Atrapada en las fuentes

Me resultaba gracioso imaginar a los dioses primitivos teniendo que adaptarse a nuestro estilo de vida, también alienados, con roles asignados dentro su sociedad divina. Algunos estarían encargados de proponer ideas para enriquecer el argumento de la trama cotidiana, sacando de su consumida galera nuevos episodios para los dramas policiales, las comedias amorosas, las comedias policiales y los dramas adolescentes que tanto necesitamos.

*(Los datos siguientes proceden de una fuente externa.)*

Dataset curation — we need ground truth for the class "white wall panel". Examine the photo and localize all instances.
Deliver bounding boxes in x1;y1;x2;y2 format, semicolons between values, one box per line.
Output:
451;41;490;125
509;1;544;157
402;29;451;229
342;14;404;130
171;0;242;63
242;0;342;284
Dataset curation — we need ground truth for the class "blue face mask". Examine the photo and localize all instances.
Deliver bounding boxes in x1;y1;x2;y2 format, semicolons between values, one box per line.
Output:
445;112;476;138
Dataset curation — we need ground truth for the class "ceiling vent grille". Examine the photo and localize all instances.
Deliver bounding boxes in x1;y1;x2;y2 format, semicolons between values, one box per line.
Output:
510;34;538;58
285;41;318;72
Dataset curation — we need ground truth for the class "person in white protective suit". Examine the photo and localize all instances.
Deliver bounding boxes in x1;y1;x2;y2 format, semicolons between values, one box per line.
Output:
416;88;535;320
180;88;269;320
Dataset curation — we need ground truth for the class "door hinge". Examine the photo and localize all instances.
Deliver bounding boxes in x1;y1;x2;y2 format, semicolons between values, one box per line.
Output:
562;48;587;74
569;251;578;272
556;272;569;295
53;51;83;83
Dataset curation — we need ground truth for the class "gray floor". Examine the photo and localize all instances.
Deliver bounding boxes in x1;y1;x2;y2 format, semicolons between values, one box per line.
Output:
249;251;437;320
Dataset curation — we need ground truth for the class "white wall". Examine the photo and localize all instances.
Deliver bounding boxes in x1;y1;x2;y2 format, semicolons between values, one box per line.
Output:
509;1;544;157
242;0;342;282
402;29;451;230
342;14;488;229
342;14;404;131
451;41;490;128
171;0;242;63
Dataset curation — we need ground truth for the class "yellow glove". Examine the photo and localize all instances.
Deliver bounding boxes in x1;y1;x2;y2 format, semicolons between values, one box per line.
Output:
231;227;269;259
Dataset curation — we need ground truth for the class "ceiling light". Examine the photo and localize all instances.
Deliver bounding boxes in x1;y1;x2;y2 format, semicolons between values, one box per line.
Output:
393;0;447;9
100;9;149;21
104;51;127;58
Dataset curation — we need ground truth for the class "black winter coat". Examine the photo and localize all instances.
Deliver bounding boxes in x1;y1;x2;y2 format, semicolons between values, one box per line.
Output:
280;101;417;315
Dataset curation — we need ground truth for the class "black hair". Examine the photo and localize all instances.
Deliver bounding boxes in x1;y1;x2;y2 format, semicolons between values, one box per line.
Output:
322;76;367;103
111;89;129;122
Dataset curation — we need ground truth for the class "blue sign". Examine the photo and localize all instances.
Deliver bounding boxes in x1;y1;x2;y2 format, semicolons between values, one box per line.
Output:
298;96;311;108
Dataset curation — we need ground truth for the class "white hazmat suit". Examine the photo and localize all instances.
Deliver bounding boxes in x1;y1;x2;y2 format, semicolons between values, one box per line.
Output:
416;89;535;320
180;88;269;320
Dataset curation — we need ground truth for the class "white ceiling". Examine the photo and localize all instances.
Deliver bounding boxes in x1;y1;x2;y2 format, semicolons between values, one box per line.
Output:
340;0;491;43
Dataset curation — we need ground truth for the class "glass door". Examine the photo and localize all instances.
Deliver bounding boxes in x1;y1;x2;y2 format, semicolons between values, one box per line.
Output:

Por debajo suyo estarían los dioses rasos, encargados de hacer girar la vida. Podía imaginarme algunos de esos dioses modernos y hacer una lista: con el dios de las listas, el pequeño dios de los fuegos que habita en los encendedores, o el dios insomne de los medios de comunicación. También entraría el apático dios de las cosas que salen mal, el que hace funcionar los semáforos a destiempo, burlándose cada vez que un despertador no suena.
Y por supuesto, sus esposas las diosas: diosa de la comida a domicilio, diosa de las parejas infieles, diosa de los sahumerios y las velas aromáticas, o la compasiva diosa del agua que fluye atrapada en las fuentes. Diosas de las líneas telefónicas, las que hablan con voz mecánica.
Dioses de la nada, con mil caras; todos bajo el mando de Macedonio Fernández, que había reservado para sí mismo el primer pedestal sin monumento ni placa. Esos que habitan el espacio entre los átomos, dormidos por ahora.
El joven dios del éxito, al que se representa como un polvo finísimo y blanquísimo. La temible diosa de la soledad, llamada melancolía en la jerga de los enamorados, que no cierra sus ojos de noche ni de día. El dios de las ilusiones. ¿O era una diosa? Claro que era una diosa, fluctuante, cambiante; por eso la identificamos con la luna.
Dioses de las proporciones y diosas de las relaciones, del ratio; las que cuidan las apariencias. Dos señoras maduras que barren cada cual una vereda, emparentadas por el nombre, siempre entregadas a su tarea y a su conversación: la locura y la cordura. Su prima soltera, la literatura.
El dios delgado y misterioso que recorre la noche buscando un banco de plaza en el que acostarse a descansar, pero que nunca puede dormirse porque tiene muchas deudas; deudas mitológicas, que se remontan a épocas en las que el mundo todavía no existía.
Deidades olvidadas por sus cultores, muertas con los pueblos nativos, que bailan tristes encima de las mesas en los antros de cumbia villera. Deidades crueles que nos imponen al azúcar en todas nuestras comidas, por cuyo lobby ahora las emociones han sido reglamentadas y racionadas: no más de tres por persona. Dioses indiferentes como el viento, indistintos como las hormigas, cargados de productividad y profesionalismo.


Dioses ya no del dinero sino de las moneda, batallando sin tregua por el honor de cada nación, urdiendo complots y desangrándose con las devaluaciones cíclicas. Dioses que empujan la mierda por el inodoro y a los camiones de basura fuera de la ciudad, hacia los infiernos baldíos, para simplificarnos la vida y alejar los efectos del progreso de nuestra mirada. Temibles dioses con máscaras, los devoradores de inocentes, que acechan en los lugares donde antes hubo una selva: en la estación de trenes, en el supermercado, en la facultad de ciencias jurídicas.
El dios de los colectivos, figura en la que están inspirados los ángeles. El policía que está clavado en un mundo que gira puede viajar gratis en colectivo; pero el maestro de escuela, inmóvil frente a un río de niños que solo aumenta, tiene que pagar sus viajes con monedas.